ユーザビリティとは、製品やサービスの使いやすさを表す概念です。

利用者が目的を達成しやすいかどうかという観点で評価されます。

具体的には次のような特徴があります。

  • 操作が分かりやすい。
  • 少ない手順で目的を達成できる。
  • 誤操作が起こりにくい。

例えば、直感的に操作できるアプリはユーザビリティが高いといえます。

アクセシビリティとは

アクセシビリティとは、必要な人が必要な情報にたどり着き、利用できるようにする考え方です。

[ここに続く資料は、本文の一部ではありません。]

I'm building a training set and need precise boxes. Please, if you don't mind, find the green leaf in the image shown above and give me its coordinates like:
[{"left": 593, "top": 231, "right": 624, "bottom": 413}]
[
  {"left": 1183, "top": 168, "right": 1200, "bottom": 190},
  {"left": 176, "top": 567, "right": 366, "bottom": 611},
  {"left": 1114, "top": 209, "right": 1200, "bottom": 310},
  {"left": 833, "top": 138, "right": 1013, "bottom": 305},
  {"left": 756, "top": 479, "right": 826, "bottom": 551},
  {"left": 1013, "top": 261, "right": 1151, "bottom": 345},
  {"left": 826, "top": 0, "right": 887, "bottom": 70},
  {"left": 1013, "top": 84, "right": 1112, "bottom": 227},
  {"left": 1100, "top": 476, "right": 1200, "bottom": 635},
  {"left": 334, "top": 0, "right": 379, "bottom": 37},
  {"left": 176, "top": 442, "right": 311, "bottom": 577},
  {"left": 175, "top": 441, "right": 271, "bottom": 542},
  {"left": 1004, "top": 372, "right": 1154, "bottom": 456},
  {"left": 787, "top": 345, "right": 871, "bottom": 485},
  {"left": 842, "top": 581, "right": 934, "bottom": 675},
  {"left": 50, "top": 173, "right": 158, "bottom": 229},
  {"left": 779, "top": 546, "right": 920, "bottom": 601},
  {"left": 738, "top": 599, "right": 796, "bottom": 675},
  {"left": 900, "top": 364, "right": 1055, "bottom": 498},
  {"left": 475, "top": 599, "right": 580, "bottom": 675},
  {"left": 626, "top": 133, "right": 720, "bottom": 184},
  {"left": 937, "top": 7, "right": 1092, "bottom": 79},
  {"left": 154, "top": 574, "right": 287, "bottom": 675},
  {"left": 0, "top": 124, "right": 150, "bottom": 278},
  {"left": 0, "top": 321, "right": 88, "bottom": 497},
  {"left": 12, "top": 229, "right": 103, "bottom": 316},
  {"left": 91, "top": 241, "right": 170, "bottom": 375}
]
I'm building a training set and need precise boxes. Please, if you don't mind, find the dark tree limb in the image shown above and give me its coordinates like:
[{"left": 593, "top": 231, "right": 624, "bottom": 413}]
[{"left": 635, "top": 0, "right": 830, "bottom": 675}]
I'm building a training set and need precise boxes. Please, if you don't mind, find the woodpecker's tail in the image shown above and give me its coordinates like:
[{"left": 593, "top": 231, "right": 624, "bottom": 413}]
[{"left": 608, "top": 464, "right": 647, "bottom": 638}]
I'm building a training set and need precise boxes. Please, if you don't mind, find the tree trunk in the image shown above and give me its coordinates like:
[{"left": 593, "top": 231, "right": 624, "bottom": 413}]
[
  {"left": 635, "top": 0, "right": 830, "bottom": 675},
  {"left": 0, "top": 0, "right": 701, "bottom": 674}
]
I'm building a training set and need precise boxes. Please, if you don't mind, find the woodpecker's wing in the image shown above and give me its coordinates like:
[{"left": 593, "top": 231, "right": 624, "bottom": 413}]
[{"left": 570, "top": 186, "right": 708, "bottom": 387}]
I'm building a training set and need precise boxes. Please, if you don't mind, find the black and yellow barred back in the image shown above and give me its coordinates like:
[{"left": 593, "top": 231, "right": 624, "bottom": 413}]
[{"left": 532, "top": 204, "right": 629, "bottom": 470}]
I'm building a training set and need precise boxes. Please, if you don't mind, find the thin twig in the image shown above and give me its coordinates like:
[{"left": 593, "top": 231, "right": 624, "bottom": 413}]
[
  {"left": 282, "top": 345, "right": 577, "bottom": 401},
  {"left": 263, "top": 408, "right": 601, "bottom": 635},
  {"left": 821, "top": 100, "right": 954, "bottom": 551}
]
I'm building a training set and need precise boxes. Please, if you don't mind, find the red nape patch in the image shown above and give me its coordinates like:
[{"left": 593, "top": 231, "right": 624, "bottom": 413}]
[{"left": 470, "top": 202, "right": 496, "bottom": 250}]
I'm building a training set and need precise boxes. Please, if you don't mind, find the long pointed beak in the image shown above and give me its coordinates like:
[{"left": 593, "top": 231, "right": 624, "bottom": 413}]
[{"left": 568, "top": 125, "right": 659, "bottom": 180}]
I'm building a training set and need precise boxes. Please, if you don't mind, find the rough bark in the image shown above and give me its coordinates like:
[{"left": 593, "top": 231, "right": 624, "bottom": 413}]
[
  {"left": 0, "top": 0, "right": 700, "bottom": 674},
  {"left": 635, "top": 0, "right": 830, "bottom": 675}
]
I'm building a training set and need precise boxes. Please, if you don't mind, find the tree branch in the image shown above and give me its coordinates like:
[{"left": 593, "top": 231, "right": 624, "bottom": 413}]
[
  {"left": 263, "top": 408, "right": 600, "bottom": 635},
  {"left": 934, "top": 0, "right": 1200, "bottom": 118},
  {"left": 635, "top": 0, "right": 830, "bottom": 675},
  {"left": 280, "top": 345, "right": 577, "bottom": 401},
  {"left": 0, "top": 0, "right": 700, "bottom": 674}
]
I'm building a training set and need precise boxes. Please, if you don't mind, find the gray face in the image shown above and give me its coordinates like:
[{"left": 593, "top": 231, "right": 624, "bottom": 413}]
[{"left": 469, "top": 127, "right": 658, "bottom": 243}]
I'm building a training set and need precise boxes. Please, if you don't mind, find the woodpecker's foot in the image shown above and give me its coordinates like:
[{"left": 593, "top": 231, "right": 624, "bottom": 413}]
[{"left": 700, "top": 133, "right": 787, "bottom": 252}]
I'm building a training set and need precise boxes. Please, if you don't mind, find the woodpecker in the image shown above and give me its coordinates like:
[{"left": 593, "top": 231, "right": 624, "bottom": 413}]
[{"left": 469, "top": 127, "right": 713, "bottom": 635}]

つまり、情報や機能へのアクセスのしやすさの尺度を指します。

年齢や障害の有無、利用環境の違いに関係なく、情報に到達できることが重要です。

例えば、次のような工夫がアクセシビリティ向上につながります。

  • 見出しや構造を整理し、情報を探しやすくする。
  • 画像に代替テキストを付ける。
  • キーボードだけでも操作できるようにする。
  • 色だけに頼らず情報を伝える。

アクセシビリティは、「そもそも利用できるかどうか」に関わる基本的な要素です。

ユニバーサルデザインとは

ユニバーサルデザインとは、できるだけ多くの人が最初から利用しやすいように設計する考え方です。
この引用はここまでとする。